As a dental provider, it’s important to understand that three distinct types of zirconia are used to make dental crowns. Even more so is learning proper zirconia crowns prep, especially with new tools like an intraoral scanner.
Before we delve into the zirconia crowns disadvantages and advantages, a discussion of the various types is necessary.
The three types of zirconia used in dental crowns are:
- Solid or monolithic zirconia
- Layered zirconia
- High translucent zirconia
Each type of zirconia has its own specific benefits. What type of zirconia is most appropriate for your patient can depend on a range of factors, from the quality of the material itself to other patient-specific details. Let’s take a closer look at each type.
Solid or Monolithic Zirconia
Solid or monolithic zirconia is the most opaque of zirconia styles. They’re a popular choice because of their durability and because they require less occlusal clearance than other kinds of crowns.
Generally, solid or monolithic zirconia is recommended for posterior crowns. There are two primary reasons for this:
They’re more opaque
Monolithic zirconia lacks the translucency of other zirconia types. For that reason, it’s generally recommended for posterior crowns, as the opaque color can be difficult to match teeth that are situated at visible points of the mouth.

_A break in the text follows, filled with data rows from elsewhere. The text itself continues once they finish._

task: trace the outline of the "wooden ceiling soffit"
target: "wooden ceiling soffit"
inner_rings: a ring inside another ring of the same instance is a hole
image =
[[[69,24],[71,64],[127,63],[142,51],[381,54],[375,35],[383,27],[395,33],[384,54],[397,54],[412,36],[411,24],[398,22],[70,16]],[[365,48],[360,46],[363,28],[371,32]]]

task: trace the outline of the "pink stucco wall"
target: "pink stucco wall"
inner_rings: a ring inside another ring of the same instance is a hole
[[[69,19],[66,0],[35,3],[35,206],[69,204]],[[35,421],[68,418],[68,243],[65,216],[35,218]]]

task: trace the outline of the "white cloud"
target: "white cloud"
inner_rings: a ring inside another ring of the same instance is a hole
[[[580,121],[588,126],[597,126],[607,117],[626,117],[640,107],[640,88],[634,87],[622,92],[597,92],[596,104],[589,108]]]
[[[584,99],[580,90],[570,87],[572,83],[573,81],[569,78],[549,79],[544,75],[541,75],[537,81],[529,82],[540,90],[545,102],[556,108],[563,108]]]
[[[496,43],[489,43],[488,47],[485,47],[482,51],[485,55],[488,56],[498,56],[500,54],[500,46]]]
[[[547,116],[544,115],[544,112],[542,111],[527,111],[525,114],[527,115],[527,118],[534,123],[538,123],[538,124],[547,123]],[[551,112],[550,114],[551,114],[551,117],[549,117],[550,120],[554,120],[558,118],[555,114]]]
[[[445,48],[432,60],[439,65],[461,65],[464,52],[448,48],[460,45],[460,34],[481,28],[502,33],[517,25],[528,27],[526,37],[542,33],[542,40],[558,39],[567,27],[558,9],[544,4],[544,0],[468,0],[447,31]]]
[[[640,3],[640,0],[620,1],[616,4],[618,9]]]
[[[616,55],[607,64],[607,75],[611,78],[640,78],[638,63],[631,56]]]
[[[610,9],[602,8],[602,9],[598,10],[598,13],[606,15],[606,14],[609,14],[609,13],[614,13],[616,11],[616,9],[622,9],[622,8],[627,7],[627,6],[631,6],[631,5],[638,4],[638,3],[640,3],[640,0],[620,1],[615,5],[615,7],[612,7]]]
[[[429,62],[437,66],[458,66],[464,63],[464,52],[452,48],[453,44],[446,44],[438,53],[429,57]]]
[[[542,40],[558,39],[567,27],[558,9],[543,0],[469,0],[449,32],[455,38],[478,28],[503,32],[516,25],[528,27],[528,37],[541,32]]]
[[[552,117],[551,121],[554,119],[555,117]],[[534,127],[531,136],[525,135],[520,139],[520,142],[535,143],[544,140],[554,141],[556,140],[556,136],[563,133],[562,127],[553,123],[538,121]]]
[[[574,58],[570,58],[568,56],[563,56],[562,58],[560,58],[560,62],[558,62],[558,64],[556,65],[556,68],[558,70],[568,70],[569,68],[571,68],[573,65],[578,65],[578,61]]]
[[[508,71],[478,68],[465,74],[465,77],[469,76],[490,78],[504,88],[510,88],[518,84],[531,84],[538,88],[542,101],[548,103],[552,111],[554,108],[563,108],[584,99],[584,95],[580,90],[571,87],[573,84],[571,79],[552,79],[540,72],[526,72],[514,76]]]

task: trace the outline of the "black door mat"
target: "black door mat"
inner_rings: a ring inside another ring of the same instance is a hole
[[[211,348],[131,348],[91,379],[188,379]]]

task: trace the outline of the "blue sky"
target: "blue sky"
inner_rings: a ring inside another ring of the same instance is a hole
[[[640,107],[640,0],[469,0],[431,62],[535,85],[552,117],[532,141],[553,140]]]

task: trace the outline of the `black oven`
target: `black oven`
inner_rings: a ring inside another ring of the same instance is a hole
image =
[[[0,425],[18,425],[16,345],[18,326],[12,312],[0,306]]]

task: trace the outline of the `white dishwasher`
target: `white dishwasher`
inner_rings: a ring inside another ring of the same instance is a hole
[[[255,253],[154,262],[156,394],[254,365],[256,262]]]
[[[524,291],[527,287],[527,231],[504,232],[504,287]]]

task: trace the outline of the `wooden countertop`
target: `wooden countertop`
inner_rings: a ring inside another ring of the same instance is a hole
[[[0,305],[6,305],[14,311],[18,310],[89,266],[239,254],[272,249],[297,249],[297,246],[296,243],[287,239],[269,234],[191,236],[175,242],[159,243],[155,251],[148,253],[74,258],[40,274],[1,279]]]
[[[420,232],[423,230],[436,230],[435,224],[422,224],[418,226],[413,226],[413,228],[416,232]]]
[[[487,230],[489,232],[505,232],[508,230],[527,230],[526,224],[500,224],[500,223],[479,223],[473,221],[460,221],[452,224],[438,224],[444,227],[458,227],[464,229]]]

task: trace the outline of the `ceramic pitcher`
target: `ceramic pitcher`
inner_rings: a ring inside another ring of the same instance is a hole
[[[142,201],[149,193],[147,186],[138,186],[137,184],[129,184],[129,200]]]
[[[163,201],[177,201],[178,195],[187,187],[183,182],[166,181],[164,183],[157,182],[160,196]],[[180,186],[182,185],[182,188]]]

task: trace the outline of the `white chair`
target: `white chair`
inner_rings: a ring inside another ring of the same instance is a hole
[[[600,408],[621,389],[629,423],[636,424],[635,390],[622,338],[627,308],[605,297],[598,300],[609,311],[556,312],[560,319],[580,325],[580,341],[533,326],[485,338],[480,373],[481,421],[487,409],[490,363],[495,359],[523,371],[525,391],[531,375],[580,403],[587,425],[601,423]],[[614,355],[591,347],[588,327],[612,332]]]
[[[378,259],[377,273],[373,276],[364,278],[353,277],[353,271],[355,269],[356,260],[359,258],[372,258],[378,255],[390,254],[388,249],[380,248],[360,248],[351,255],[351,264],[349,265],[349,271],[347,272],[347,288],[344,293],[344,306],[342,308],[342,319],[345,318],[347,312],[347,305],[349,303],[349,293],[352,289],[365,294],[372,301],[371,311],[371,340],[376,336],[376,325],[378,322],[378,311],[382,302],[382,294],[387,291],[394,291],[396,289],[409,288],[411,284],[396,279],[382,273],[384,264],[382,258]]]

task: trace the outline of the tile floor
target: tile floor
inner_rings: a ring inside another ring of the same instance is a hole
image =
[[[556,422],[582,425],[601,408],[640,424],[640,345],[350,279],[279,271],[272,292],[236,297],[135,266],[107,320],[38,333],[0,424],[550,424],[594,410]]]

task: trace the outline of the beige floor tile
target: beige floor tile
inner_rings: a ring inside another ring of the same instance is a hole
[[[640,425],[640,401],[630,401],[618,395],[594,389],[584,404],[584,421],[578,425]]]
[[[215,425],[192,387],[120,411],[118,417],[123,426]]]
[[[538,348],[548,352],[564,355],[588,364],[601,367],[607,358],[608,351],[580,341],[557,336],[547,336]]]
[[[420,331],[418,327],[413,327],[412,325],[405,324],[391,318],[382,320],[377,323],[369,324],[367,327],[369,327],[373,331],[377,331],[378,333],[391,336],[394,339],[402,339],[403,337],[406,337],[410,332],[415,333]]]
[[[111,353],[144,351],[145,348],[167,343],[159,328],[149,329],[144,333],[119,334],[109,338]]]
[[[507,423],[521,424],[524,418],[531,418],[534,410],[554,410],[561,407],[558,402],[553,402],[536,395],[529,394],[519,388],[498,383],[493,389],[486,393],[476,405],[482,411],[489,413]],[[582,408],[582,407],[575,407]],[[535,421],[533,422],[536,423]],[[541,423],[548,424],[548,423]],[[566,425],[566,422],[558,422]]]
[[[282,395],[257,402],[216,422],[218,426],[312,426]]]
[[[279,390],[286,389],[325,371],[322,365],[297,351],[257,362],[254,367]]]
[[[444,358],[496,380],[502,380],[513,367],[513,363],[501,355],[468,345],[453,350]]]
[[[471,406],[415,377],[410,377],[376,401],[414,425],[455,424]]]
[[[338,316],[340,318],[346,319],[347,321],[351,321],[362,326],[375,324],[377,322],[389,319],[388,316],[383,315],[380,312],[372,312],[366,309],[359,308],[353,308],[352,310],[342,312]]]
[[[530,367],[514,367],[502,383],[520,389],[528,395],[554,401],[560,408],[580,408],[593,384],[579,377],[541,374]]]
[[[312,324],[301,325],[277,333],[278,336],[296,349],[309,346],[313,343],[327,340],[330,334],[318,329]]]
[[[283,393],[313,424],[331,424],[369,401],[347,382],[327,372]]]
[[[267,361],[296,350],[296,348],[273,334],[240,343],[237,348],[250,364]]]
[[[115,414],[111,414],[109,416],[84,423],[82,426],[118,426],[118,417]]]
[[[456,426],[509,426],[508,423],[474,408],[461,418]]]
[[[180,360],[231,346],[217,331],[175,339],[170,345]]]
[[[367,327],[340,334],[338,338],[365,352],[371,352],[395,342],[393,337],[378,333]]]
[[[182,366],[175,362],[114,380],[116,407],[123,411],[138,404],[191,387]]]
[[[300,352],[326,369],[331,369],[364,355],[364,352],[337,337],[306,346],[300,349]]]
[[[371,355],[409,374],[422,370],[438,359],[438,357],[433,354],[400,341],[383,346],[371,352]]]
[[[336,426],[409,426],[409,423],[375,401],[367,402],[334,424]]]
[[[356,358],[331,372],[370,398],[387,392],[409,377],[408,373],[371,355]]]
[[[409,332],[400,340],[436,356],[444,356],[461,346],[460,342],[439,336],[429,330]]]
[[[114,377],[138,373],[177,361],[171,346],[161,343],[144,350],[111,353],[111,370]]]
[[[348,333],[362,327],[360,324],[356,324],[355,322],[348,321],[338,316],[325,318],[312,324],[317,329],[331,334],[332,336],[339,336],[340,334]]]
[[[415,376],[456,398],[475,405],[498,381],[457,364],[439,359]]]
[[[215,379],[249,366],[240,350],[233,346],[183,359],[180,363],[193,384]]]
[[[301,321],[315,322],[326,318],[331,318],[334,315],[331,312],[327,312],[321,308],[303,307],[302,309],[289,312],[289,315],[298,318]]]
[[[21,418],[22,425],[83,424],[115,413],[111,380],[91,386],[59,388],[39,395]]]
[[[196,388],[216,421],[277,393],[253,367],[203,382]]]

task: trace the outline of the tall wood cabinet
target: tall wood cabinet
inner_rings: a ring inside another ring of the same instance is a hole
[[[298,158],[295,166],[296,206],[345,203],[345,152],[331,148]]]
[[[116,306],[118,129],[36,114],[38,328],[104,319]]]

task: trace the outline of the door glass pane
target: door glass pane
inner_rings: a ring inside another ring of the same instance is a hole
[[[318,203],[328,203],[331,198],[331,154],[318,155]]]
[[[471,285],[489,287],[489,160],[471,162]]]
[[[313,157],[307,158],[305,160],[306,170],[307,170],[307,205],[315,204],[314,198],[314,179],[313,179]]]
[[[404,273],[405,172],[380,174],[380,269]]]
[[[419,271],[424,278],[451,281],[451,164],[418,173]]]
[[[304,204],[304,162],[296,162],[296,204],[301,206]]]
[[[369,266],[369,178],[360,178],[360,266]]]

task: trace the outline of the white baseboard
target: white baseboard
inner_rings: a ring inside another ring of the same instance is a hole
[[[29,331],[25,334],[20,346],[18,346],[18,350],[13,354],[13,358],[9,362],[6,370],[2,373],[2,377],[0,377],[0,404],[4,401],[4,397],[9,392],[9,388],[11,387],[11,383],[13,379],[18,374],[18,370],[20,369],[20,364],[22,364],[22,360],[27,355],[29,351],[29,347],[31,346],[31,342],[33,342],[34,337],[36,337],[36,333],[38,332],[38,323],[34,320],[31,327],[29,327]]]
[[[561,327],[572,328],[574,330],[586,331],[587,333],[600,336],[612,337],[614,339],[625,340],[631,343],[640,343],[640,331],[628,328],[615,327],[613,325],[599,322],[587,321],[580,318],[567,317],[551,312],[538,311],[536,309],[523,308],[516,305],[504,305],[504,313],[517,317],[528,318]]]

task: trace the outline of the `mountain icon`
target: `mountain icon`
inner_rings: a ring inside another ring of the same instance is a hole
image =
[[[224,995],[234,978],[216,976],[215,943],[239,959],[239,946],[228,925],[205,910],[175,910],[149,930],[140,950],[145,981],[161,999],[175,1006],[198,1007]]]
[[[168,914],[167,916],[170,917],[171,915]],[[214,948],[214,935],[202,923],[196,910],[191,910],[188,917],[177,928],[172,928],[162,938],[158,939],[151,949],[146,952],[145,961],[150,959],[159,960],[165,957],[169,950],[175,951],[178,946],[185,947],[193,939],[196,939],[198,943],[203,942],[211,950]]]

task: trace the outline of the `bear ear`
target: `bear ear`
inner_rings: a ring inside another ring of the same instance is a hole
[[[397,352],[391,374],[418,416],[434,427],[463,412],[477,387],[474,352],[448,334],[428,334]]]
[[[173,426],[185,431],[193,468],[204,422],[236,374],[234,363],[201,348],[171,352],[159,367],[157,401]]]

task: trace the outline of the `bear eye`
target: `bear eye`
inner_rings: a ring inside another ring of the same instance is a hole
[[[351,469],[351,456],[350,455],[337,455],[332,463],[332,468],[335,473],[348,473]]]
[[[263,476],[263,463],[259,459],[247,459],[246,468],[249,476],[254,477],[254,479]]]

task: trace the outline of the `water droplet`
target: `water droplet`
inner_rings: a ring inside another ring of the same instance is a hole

They contain more stabilizers
Oxide additives are used in zirconia to add strength and durability. Solid zirconia contains more of these stabilizers than other kinds of zirconia, making them perfect for the primary job of the molars at the back of the mouth—aka, chewing. Patients who tend to grind their teeth may also be better served by the durability of monolithic zirconia.
In addition to their durability, monolithic zirconia crowns are also thought to be better for the surrounding teeth. They cause less wear to neighboring teeth and are a suitable option for helping to mask discoloration from previous dental work.
Layered zirconia refers to zirconia that’s been coated with a special ceramic where the teeth are visible. However, only the visible surfaces are layered. To ensure durability where the teeth come into contact with the opposite row, the occlusal surfaces are full zirconia.
That ceramic layering makes layered zirconia a popular choice for anterior crowns. Compared to full zirconia, layered zirconia is more translucent and opalescent, leading to a more realistic smile.
Although layered zirconia is perfect for anterior crowns, it can also be used for crowns at the back of the mouth, provided there’s room for the amount of clearance layered zirconia crowns require.
High Translucent Zirconia
High translucent zirconia is considered the most natural-looking of all zirconia types. Its heightened translucency allows it to reflect the color of the teeth surrounding it, leading to crowns that blend in more with the rest of the teeth in the mouth.